Analysis

Rasmussen Poll: Fewer Than One In Five Americans Say Marijuana Is More Dangerous Than Booze


Ashbury Park, NJ–(ENEWSPF)–August 6, 2010.   Fewer than one in five Americans nationwide believe that consuming marijuana is more dangerous than drinking alcohol, according to a national telephone poll of 1,000 likely voters by the polling firm Rasmussen Reports.

Fifty percent of respondents, including the majority of those who said that they drank alcohol, rated the use of marijuana to be less dangerous than booze. Only 17 percent of those polled said that cannabis is the more dangerous of the two substances.

Twenty-six percent of respondents said that both substances are equally dangerous.

Commenting on the poll results NORML Deputy Director Paul Armentano, co-author of the book Marijuana Is Safer: So Why Are We Driving People to Drink, said: “By almost any objectively measurable standard, cannabis is safer than booze – both to the individual consumer and to society as a whole. However, given our government’s longstanding demonization of the cannabis plant and its users it is remarkable that anyone – much less half of America – recognizes this fact.

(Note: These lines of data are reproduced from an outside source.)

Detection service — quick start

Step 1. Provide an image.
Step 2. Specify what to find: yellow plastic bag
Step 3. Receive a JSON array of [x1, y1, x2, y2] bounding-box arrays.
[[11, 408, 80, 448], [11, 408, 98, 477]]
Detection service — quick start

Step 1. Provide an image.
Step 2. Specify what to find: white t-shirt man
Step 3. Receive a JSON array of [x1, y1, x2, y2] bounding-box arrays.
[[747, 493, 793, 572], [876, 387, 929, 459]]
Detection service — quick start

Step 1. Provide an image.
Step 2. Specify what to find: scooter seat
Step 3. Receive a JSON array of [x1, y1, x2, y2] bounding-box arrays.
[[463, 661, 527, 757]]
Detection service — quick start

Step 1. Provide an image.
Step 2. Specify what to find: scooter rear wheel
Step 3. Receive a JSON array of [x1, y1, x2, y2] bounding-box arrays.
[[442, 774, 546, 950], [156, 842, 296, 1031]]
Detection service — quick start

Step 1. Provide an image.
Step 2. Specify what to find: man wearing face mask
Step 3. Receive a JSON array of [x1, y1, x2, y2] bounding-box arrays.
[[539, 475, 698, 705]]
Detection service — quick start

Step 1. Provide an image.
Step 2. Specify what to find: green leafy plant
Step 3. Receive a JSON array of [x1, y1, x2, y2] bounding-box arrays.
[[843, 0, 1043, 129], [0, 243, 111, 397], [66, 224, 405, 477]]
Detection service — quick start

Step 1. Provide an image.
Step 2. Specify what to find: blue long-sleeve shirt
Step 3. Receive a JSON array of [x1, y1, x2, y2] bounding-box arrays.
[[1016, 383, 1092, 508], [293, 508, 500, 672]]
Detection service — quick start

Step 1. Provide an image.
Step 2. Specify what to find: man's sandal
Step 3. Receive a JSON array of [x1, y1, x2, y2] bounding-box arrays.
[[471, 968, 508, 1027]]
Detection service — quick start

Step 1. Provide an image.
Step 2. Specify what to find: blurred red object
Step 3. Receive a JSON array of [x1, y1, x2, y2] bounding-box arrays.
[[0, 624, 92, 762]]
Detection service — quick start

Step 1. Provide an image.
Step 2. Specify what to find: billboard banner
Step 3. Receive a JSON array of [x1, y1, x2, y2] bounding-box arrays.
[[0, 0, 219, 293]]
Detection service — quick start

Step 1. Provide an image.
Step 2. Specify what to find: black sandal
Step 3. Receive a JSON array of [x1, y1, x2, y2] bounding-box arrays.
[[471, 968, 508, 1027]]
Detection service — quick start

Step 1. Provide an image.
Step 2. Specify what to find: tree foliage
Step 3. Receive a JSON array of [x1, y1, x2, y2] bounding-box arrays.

Ideally, these survey results will spark a long-overdue national dialogue asking why our laws target and prosecute those who choose to possess and consume the less dangerous of these two popular substances.”

Respondents also agreed, by a nearly two-to-one majority, that marijuana was far less dangerous than smoking cigarettes.

A majority of respondents (65 percent) said that they believed that marijuana would be legal in the United States within ten years.